Background: The aim of this study was to evaluate the inhibitory effect of tamarixetin on the production of inflammatory mediators in IgE/antigen-induced mouse bone marrow-derived mast cells (BMMCs).
Materials and methods: The effects of tamarixetin on mast cell activation were investigated with regard to degranulation, eicosanoid generation, Ca2+ influx, and immunoblotting of various signaling molecules.
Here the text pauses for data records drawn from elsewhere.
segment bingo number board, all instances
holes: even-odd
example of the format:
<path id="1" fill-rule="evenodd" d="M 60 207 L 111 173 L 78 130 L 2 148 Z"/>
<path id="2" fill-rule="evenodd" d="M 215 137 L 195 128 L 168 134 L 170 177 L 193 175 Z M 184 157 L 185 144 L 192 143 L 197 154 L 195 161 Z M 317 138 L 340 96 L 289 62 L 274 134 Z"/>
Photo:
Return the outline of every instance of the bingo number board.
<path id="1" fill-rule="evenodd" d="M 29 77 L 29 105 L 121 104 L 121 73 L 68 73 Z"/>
Results: Tamarixetin effectively decreased degranulation and the eicosanoid generation such as leukotriene C4 and prostaglandin D2 in BMMCs. To elucidate the mechanism involved, we investigated the effect of tamarixetin on the phosphorylation of signal molecules. Tamarixetin inhibited the phosphorylation of Akt and its downstream signal molecules including IKK and nuclear factor κB. In addition, tamarixetin downregulated the phosphorylation of cytosolic phospholipase A2 (cPLA2) and p38 mitogen-activated protein kinase.
Conclusions: Taken together, this study suggests that tamarixetin inhibits degranulation and eicosanoid generation through the PLCγ1 as well as Akt pathways in BMMCs, which would be potential for the prevention of allergic inflammatory diseases.
Keywords: degranulation; leukotriene C4 (LTC4); mast cells; prostaglandin D2 (PGD2).